Edward St. Aubyn’s 1998 novel rather recently got its U.S. release. I bought this book in Powell’s last year and just now got around to it. I have not read his much more well-known Patrick Melrose novels, but after reading On the Edge, I intend to.
This book is a very British lampooning of the excesses of the American New Age, the ruthlessly capitalistic California world of gurus, the fetishization of Native American spirituality, and so forth. Not to say that St. Aubyn is picking on the rich-idiot hippies exclusively -everyone and everything that shows up in this book will have some kind of clever cutting pointed at it if it sticks around long enough. And there are so, so many characters -it takes most of the first half of the book just to introduce everyone… second generation seekers, erotically obsessed beta-male investment bankers, French linguistic philosophers having bad peyote trips, the idle rich and their attendant gurus.
While I would have been more than satisfied with the book without this particular virtue, I was seriously impressed by the way it walked the line of savage mockery and genuine compassion. These new-age seekers aren’t all bad, and the things they have been hurt by are real, and their pain is real.
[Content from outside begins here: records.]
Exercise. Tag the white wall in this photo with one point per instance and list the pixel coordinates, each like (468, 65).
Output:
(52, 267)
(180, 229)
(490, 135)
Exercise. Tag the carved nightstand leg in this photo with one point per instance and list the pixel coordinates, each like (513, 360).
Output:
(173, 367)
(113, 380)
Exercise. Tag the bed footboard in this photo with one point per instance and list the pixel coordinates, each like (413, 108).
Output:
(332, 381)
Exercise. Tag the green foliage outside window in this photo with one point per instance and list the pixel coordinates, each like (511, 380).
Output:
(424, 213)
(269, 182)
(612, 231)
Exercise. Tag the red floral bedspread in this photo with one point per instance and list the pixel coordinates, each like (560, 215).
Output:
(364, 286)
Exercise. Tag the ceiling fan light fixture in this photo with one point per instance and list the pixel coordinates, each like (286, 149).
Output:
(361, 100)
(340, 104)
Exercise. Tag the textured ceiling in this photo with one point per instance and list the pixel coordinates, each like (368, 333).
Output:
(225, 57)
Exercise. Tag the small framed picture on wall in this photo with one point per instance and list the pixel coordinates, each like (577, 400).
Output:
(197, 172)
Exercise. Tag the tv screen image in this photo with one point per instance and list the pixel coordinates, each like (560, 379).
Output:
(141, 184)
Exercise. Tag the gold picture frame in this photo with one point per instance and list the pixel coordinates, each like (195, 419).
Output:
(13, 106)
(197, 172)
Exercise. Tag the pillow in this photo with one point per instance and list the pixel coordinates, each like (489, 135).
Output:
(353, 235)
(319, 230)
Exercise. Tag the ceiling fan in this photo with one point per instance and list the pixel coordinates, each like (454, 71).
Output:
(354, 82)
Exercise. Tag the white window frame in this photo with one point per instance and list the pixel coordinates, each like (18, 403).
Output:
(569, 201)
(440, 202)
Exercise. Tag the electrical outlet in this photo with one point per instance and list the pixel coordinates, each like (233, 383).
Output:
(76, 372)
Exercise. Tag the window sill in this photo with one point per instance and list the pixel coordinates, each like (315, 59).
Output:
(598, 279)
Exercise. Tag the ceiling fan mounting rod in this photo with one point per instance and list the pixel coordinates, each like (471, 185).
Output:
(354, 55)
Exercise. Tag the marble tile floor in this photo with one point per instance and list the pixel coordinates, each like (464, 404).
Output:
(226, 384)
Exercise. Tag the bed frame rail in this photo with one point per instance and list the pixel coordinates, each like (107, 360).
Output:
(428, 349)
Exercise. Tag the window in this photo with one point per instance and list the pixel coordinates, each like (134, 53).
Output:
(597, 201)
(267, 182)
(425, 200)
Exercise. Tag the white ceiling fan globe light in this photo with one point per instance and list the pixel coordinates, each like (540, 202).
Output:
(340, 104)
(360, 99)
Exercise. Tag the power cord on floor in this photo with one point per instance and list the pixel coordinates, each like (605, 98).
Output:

Even challenging characters are often presented to the reader in painfully objective truth, but in such a way as to explain their actions as a coming from their own unique damages. Their dysfunction isn’t excused, but it’s contextualized in such a way as to present them as more than a two dimensional cut-out asshole. This is the first book I’ve ever read that reconciles such hilariously dark and sardonic observations of it’s characters with such a degree of compassion and legitimate happiness. Had you described the workings of this novel to me, I would have been incredibly dubious, but St. Aubyn manages to avoid the saccharine and the banal while still conveying a sense of peace and happiness among broken people working within a bullshit ideology. Damn.
Recommendation: Read it! This is a fantastic book and I can recommend it unreservedly.